Proponowane przez Ministerstwo Sprawiedliwości rozwiązanie zakłada wprowadzenie pozasądowego trybu rozwiązania małżeństwa. Dotychczas w Polsce rozwód mógł zostać orzeczony wyłącznie przez sąd. Nowy projekt przewiduje, iż część par będzie mogła zakończyć małżeństwo w urzędzie stanu cywilnego – na podstawie zgodnych oświadczeń.
https://korsokolbuszowskie.pl/wiadomosci/po-co-te-kontrole-pytaja-mieszkancy-wojt-wyjasnia-powody/5Or296gjCBKtZzdFzi9oZ takiej procedury będą mogły skorzystać tylko te małżeństwa, które spełniają jednocześnie kilka warunków:
- między małżonkami nastąpił zupełny i trwały rozkład pożycia,
- oboje chcą rozwodu bez orzekania o winie,
- nie mają wspólnych małoletnich dzieci,
- ich małżeństwo trwa co najmniej rok,
- nie toczy się między nimi żadne postępowanie dotyczące małżeństwa (rozwód, separacja, unieważnienie).

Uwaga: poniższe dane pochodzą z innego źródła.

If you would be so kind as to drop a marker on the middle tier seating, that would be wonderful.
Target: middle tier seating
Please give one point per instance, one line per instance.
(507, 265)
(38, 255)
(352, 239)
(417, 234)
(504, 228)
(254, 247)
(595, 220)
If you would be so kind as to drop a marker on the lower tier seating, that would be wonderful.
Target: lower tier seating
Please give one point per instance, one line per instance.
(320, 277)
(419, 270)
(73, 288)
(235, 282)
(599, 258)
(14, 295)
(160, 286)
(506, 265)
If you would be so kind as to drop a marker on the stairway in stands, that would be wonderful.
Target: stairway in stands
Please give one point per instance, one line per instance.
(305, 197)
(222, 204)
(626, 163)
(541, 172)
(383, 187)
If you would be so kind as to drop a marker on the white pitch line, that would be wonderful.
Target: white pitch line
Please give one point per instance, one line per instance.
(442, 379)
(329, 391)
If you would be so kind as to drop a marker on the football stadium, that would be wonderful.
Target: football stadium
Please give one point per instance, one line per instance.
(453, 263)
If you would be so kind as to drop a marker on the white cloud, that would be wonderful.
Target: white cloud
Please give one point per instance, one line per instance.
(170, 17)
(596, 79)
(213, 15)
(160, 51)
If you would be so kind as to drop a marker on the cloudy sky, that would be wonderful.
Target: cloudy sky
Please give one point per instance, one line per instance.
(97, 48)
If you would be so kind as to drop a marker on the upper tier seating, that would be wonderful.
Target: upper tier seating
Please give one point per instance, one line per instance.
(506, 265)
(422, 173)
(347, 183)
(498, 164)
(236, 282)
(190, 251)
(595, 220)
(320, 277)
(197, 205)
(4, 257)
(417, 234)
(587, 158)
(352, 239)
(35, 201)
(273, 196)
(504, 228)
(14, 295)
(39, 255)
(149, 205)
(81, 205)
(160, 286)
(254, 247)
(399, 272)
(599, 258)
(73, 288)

Wiceminister sprawiedliwości Arkadiusz Myrcha podkreśla, iż nowe przepisy mają pomóc parom, które chcą rozstać się polubownie, a jednocześnie nie widzą potrzeby kierowania sprawy na wokandę.
Dwa etapy i miesiąc na namysł
Projekt zakłada, iż procedura będzie składała się z dwóch wizyt w urzędzie stanu cywilnego.
Etap pierwszy – zapewnienia
Małżonkowie pojawiają się wspólnie w USC i składają pisemne zapewnienia, iż spełniają wszystkie ustawowe warunki. Kierownik urzędu weryfikuje dokumenty, a w razie nieprawidłowości odsyła parę na drogę sądową. Po złożeniu zapewnień musi upłynąć co najmniej miesiąc – czas przeznaczony na „namysł”, znany w prawie jako tempus deliberandi.
Etap drugi – oświadczenia
Po minimum miesiącu, a maksymalnie sześciu, para ponownie stawia się w USC i składa ostateczne oświadczenia o rozwiązaniu małżeństwa. W tym momencie kierownik urzędu sprawdza komplet przesłanek i dokonuje wpisu w rejestrze stanu cywilnego. Z chwilą dokonania wpisu małżeństwo zostaje rozwiązane.
Co istotne – rozwody pozasądowe mają być uznawane na terenie całej Unii Europejskiej na równi z rozwodami orzeczonymi przez sądy.
Skutki prawne dokładnie takie same jak w sądzie
Choć procedura ma przebiegać szybciej i prościej, ustawodawca utrzymuje pełne konsekwencje prawne rozwodu. Oznacza to m.in.:
- ustanie wspólności majątkowej,
- możliwość podziału majątku,
- możliwość dochodzenia alimentów,
- ustanie dziedziczenia ustawowego,
- możliwość powrotu do poprzedniego nazwiska.
Projekt przewiduje również, iż o ile któryś z małżonków złożył oświadczenie z wadą woli lub niezgodnie z prawdą, rozwód będzie można unieważnić – w takim przypadku sprawę rozpatrzy już sąd.
Opłaty i planowane wejście w życie
Ustawa wprowadzi opłatę 300 zł za każdy z dwóch etapów procedury oraz 20 zł opłaty skarbowej za wydanie zaświadczenia. Całkowity koszt pozasądowego rozwodu wyniesie więc 620 zł.
Projekt został skierowany pod obrady parlamentu. jeżeli zostanie uchwalony, zacznie obowiązywać po 12 miesiącach od publikacji w Dzienniku Ustaw.
Czy Polska jest gotowa na rozwody w urzędzie?
Zmiana jest znacząca – tylko w 30–40 procentach spraw rozwodowych małżonkowie nie mają małoletnich dzieci, a proces przebiega bez sporu. To właśnie te pary mogą w przyszłości kierować się do USC zamiast do sądu. Rząd liczy, iż nowe przepisy przyspieszą procedury, odciążą sądy i pozwolą uniknąć niepotrzebnych konfliktów w sprawach, które i tak trafiają na salę rozpraw tylko formalnie.
Czy tak będzie w praktyce – zdecydują najbliższe miesiące i dalsze prace nad projektem. Jedno jest pewne: polski system prawny stoi u progu istotnej zmiany.